I make the request as follows: Audio is recorded into
short[] inputBuffer = new short[RECORDING_LENGTH];
Converted to a float array
float[] floatInputBuffer = new float[RECORDING_LENGTH];
for (int i = 0; i < RECORDING_LENGTH; ++i) {
floatInputBuffer[i] = (float) inputBuffer[i];
}
The form google cloud expects from predictions is (see data encoding section):
{"instances": [{"b64": "X5ad6u"}, {"b64": "IA9j4nx"}]}
So I put the audio into a map which mimics this.
public static String convertToBase64Bytes(float[] audio) {
ByteBuffer byteBuffer = ByteBuffer.allocate(4 * audio.length);
for (int i = 0; i < audio.length; i++) {
float amplitude = audio[i];
byteBuffer.putFloat(amplitude);
}
byte[] data = byteBuffer.array();
String rtn = Base64.encodeToString(data, Base64.DEFAULT);
return rtn;
}
String audioByteString = convertToBase64Bytes(floatInputBuffer);
final ArrayList<HashMap<String, String>> requestList = new ArrayList<>();
HashMap<String, String> singleRequest = new HashMap<>();
singleRequest.put("b64", audioByteString);
requestList.add(singleRequest);
HashMap<String, ArrayList<HashMap<String, String>>> jsonRequest = new HashMap<>();
jsonRequest.put("instances", requestList);
I then call this function which sends the request and returns the result
public String sendRequest(HashMap<String, ArrayList<HashMap<String, String>>> jsonRequest) throws Exception {
HttpContent content = new JsonHttpContent(new JacksonFactory(), jsonRequest);
HttpRequest request = requestFactory.buildRequest(method.getHttpMethod(), url, content);
return request.execute().parseAsString();
}
Inspecting the output from the model.
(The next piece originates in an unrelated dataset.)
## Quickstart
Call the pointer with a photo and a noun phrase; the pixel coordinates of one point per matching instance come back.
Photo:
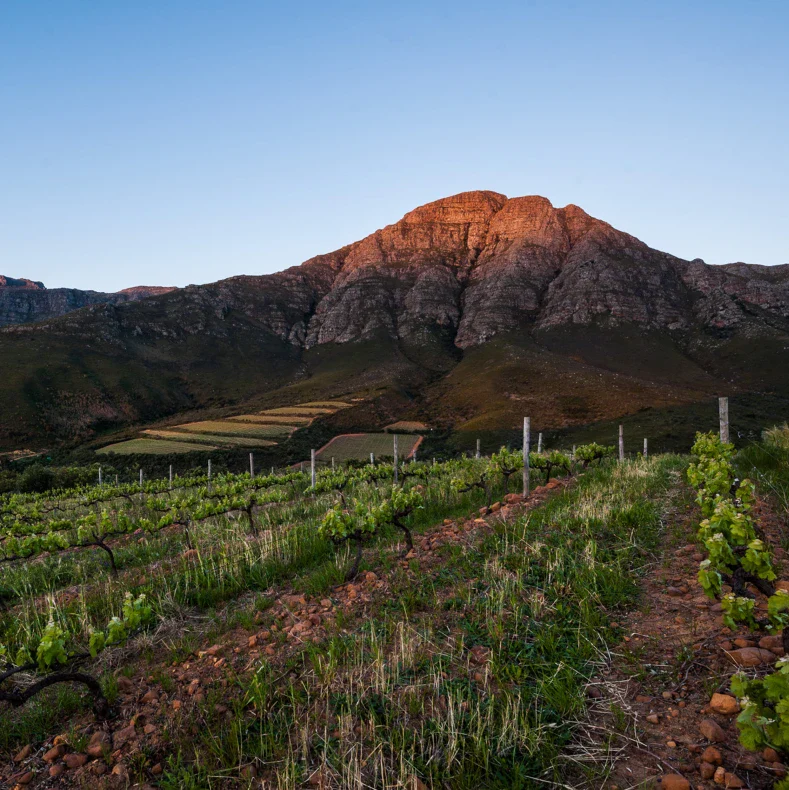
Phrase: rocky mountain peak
(12, 282)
The shape of the array is correct, but the float values are not. They are usually pretty much zero (e to the power of -26 or so).
On the model side the serving input function of the model (created using a custom tensorflow Estimator) which processes the request is
def serving_input_fn():
feature_placeholders = {'b64': tf.placeholder(dtype=tf.string,
shape=[None],
name='source')}
audio_samples = tf.decode_raw(feature_placeholders['b64'], tf.float32)
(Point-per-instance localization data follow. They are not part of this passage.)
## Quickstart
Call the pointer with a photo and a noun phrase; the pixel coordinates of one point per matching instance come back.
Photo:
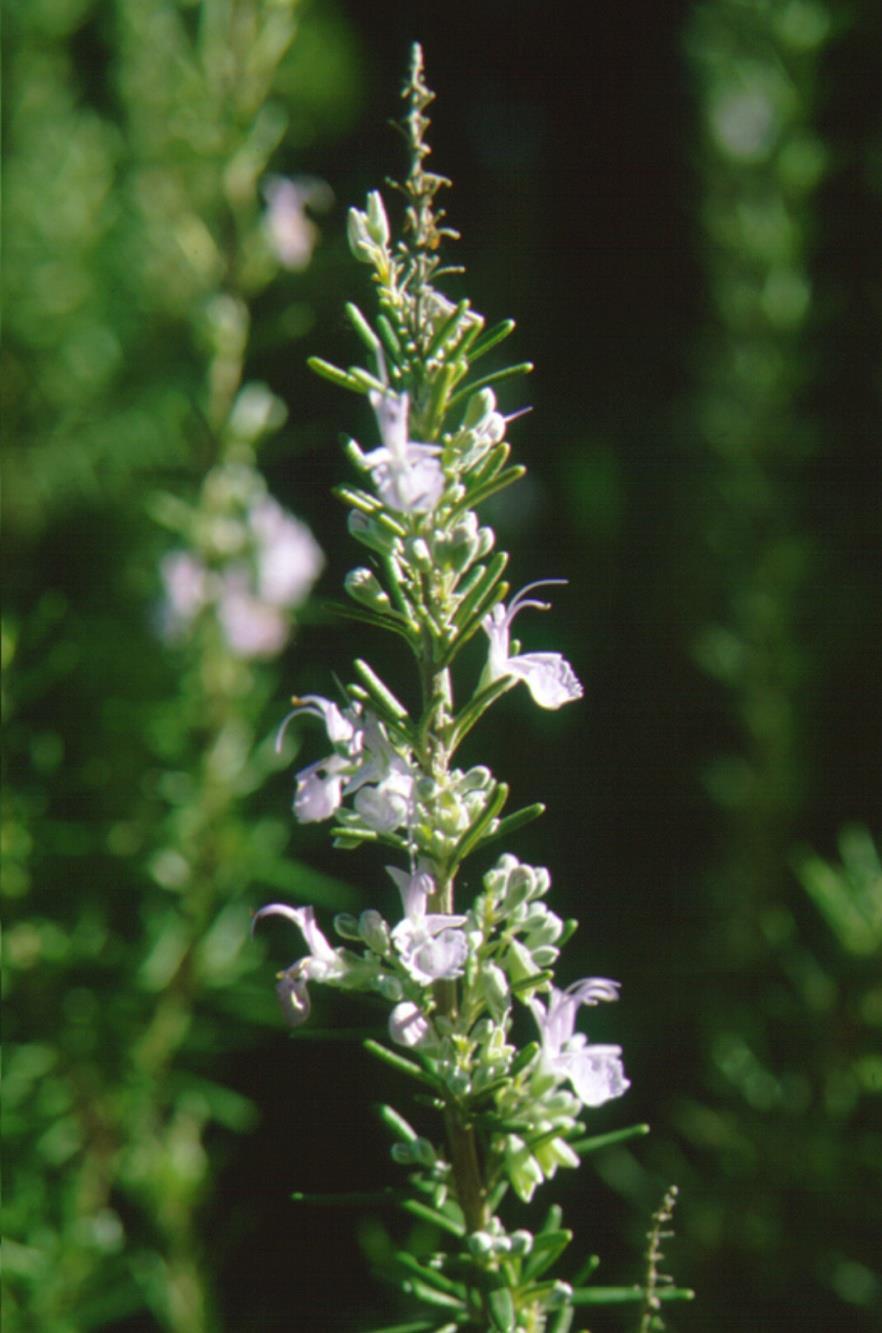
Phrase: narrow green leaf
(606, 1295)
(389, 337)
(674, 1293)
(429, 1275)
(488, 488)
(363, 328)
(493, 463)
(474, 709)
(512, 823)
(586, 1271)
(525, 1057)
(392, 621)
(500, 1304)
(486, 341)
(476, 832)
(548, 1248)
(365, 381)
(439, 404)
(494, 377)
(617, 1136)
(431, 1215)
(480, 591)
(380, 693)
(343, 379)
(397, 1124)
(396, 1061)
(448, 331)
(429, 1296)
(564, 1321)
(353, 1199)
(357, 499)
(626, 1295)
inputs = {'inarray': audio_samples}
return tf.estimator.export.ServingInputReceiver(inputs, feature_placeholders)
I think I am passing the encoded float array as a base64 string incorrectly, as google cloud should automatically decode the base64 string due to the "b64" key and this worked correctly when sending requests from Python.
Does anyone know how to send a float array to a model on google cloud from android in a way that it will be correctly decoded?